WhateverTrevor83 · 10/03/2014 17:38

Was asking FG, ta Smile

AnyFucker · 10/03/2014 17:39

Ah, Sent to Coventry am I ? Grin

FolkGirl · 10/03/2014 17:39

Well, I don't have one any more, because I kicked him out when I found out he'd registered on extra marital sex dating sites. A few messages had been sent but no meet up had happened.

It turned out to be the tip of the iceberg.

So yes, I would.

Paintyfingers · 10/03/2014 17:39

This reply has been deleted

Message withdrawn at poster's request.

AnyFucker · 10/03/2014 17:40

and good for you, FG

do you regret your decision and what would you advise another woman in the same situation (just out of interest) ?

SauceForTheGander · 10/03/2014 17:40

If your DH wasn't paying and got a dance from a colleague / friend's wife / random 18 year old would that be ok?

Or is the exchange of money that legitimises this activity?

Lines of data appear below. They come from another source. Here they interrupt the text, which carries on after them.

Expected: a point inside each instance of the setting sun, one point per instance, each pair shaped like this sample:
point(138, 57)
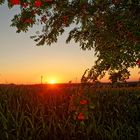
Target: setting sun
point(52, 81)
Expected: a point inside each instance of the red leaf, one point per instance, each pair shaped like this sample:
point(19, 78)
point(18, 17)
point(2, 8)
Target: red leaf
point(15, 2)
point(37, 3)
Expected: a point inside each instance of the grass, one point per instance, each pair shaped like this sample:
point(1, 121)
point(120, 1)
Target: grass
point(42, 112)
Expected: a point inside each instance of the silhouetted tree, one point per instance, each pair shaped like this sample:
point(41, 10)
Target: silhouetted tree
point(110, 27)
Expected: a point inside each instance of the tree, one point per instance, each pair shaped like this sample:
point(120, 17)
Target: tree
point(110, 27)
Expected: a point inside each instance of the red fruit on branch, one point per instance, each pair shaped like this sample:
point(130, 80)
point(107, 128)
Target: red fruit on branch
point(24, 5)
point(15, 2)
point(37, 3)
point(43, 19)
point(84, 102)
point(138, 62)
point(28, 20)
point(65, 19)
point(81, 116)
point(115, 1)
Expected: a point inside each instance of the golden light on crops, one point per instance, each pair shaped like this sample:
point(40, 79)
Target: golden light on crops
point(52, 81)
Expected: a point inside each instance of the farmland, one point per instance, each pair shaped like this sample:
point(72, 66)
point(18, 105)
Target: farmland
point(48, 112)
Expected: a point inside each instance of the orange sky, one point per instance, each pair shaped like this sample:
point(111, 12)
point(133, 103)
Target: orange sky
point(22, 62)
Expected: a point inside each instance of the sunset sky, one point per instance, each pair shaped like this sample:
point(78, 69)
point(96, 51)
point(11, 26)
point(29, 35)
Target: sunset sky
point(22, 62)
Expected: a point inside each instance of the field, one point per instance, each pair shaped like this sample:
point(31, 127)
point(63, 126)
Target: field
point(50, 112)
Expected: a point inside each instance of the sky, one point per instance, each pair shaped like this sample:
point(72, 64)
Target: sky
point(22, 62)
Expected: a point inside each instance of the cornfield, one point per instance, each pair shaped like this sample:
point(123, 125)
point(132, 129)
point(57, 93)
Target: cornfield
point(43, 112)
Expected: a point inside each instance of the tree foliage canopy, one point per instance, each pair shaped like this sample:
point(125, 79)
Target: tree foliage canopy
point(110, 27)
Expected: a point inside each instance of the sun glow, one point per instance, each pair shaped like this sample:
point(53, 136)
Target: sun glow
point(52, 81)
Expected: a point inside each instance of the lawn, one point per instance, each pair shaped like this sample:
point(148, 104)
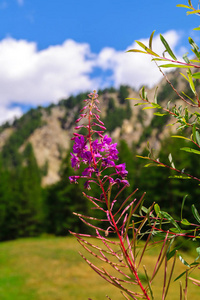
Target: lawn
point(50, 268)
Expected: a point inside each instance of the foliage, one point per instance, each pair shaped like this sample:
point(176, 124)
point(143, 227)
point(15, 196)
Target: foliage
point(128, 219)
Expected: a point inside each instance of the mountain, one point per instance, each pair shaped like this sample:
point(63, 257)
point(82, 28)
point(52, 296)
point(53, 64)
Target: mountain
point(49, 129)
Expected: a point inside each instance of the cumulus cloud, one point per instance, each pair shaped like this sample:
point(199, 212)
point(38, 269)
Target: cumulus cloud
point(135, 69)
point(33, 77)
point(20, 2)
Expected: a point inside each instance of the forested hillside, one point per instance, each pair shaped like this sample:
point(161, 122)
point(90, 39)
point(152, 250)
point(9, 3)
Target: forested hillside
point(35, 193)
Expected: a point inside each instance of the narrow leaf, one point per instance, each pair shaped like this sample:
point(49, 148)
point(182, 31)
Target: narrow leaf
point(183, 261)
point(187, 149)
point(193, 12)
point(195, 213)
point(175, 66)
point(185, 222)
point(170, 219)
point(157, 208)
point(179, 177)
point(194, 133)
point(147, 49)
point(181, 137)
point(167, 47)
point(182, 206)
point(198, 138)
point(136, 50)
point(151, 39)
point(196, 75)
point(182, 5)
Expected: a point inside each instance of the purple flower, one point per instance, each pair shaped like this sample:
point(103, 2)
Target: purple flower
point(120, 169)
point(73, 179)
point(79, 145)
point(88, 171)
point(75, 161)
point(87, 157)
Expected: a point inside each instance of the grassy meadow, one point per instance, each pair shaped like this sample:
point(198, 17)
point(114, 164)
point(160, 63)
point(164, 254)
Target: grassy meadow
point(50, 268)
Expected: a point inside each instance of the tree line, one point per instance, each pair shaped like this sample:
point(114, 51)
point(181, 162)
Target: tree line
point(28, 209)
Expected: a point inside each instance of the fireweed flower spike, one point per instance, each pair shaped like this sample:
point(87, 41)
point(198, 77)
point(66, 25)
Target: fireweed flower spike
point(96, 151)
point(99, 154)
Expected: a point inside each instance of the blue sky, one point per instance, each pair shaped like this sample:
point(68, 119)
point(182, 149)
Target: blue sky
point(51, 49)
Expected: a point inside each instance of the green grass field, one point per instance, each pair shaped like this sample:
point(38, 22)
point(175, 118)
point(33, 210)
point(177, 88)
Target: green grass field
point(50, 268)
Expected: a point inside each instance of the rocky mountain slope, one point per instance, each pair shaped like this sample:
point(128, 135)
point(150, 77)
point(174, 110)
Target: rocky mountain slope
point(50, 138)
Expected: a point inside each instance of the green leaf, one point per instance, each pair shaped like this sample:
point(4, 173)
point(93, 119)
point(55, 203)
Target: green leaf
point(144, 157)
point(170, 219)
point(136, 50)
point(196, 75)
point(179, 177)
point(159, 114)
point(186, 59)
point(198, 138)
point(183, 261)
point(182, 205)
point(191, 81)
point(187, 149)
point(194, 46)
point(185, 222)
point(181, 137)
point(149, 107)
point(194, 133)
point(167, 47)
point(175, 66)
point(195, 213)
point(196, 11)
point(185, 6)
point(146, 49)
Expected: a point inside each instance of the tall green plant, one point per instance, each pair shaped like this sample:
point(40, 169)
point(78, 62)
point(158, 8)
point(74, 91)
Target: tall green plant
point(127, 219)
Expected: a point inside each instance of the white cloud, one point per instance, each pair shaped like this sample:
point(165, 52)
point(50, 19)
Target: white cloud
point(20, 2)
point(9, 114)
point(30, 76)
point(135, 69)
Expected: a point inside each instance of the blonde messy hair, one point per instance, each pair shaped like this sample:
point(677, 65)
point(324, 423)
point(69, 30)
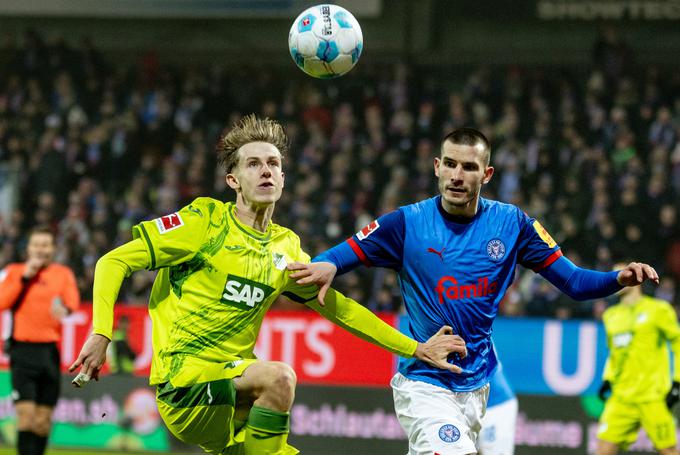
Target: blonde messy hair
point(249, 129)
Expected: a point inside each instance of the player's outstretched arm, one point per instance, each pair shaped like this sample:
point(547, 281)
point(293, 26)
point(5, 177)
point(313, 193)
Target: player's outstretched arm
point(583, 284)
point(318, 273)
point(636, 273)
point(111, 270)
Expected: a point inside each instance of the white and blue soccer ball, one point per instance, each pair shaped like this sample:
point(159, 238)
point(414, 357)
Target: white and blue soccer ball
point(325, 41)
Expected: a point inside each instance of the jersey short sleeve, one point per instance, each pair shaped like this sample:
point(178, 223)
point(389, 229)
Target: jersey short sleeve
point(381, 242)
point(536, 248)
point(176, 237)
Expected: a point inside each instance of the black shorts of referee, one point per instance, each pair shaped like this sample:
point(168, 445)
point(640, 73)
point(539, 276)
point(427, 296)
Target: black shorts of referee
point(36, 374)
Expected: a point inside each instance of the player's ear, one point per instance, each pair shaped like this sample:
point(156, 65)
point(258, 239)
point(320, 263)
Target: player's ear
point(488, 172)
point(232, 181)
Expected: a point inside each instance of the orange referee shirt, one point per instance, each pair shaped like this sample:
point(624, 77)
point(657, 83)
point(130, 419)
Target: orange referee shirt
point(33, 321)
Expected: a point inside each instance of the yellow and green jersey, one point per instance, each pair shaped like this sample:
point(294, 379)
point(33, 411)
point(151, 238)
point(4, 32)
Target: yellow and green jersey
point(638, 365)
point(217, 278)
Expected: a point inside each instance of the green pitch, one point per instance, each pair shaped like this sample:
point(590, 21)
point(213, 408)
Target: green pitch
point(12, 451)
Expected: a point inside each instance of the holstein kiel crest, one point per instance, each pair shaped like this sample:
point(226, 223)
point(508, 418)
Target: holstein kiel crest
point(495, 249)
point(449, 433)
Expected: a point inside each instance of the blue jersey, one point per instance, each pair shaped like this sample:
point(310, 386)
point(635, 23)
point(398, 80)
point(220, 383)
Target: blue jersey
point(499, 389)
point(455, 272)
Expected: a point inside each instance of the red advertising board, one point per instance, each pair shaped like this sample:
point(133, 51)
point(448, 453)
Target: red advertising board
point(319, 351)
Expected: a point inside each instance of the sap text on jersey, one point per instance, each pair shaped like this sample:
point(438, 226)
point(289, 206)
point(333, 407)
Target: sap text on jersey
point(448, 287)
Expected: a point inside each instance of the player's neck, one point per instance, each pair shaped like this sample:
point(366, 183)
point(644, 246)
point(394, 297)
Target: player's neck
point(254, 216)
point(468, 210)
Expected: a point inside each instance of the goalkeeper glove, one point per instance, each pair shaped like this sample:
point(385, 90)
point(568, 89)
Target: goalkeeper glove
point(605, 390)
point(673, 395)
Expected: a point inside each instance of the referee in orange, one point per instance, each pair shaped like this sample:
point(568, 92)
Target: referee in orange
point(39, 293)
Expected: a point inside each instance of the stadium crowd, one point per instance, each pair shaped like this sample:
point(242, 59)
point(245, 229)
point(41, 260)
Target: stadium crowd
point(93, 147)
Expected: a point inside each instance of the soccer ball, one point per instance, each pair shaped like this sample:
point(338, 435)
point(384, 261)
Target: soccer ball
point(325, 41)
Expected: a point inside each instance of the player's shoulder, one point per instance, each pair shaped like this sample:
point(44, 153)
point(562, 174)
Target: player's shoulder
point(207, 205)
point(500, 208)
point(420, 207)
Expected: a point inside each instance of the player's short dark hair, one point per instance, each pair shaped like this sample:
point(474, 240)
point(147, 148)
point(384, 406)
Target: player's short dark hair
point(249, 129)
point(469, 136)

WhateverTrevor83 · 10/03/2014 17:40

But for what it's worth, do I care more about my relationship than I do about the 'negative effects of the sex industry'? Absolutely.

Would I throw a wobbler and chuck DP out? No.
Would I high five him? No.

Just genuinely surprised at the outrage. But like I say, hope no one who feels this strongly about it ever has to be put in that position.

WhateverTrevor83 · 10/03/2014 17:41

Coventry, or Ibiza... Smile

Jan45 · 10/03/2014 17:43

FolkGirl: would you end it if your partner watched porn?

Paintyfingers · 10/03/2014 17:43

This reply has been deleted

Message withdrawn at poster's request.

WhateverTrevor83 · 10/03/2014 17:44

Painty snap.

FolkGirl · 10/03/2014 17:44

Do I regret my decision... er... no.

Would I make the same decision again. Absolutely.

Would I advise someone else to do the same thing. Tricky one. I don't know. It's a big decision, but if they decided to stay, I think I'd lose some respect for them.

AnyFucker · 10/03/2014 17:45

Perhaps "would you make the same decision again" is a better question, yup Smile

FolkGirl · 10/03/2014 17:45

Jan Yes. Guess I'm going to be single for a very long time...

Painty but surely, if someone loved you, they wouldn't do something so disrespectful in the first place.

Jan45 · 10/03/2014 17:46

Trev: well said.

From my experience, men doing this for the first time are not going into it looking to be turned on and get an erection, it really is nosyness, daftness and a bit of cajoling from friends or colleagues, esp if alcohol is involved.

I'd agree that regular users of LDC probably do get turned on and that's how they get their kicks, I don't see the situation with the OP's OH being that.

FolkGirl · 10/03/2014 17:47

I'm just not sure why it's the woman's responsiblity to keep the relationship together by not ending it because of their partner's disrespectful behaviour more than it is the responsibility of the partner to not be disrespectful.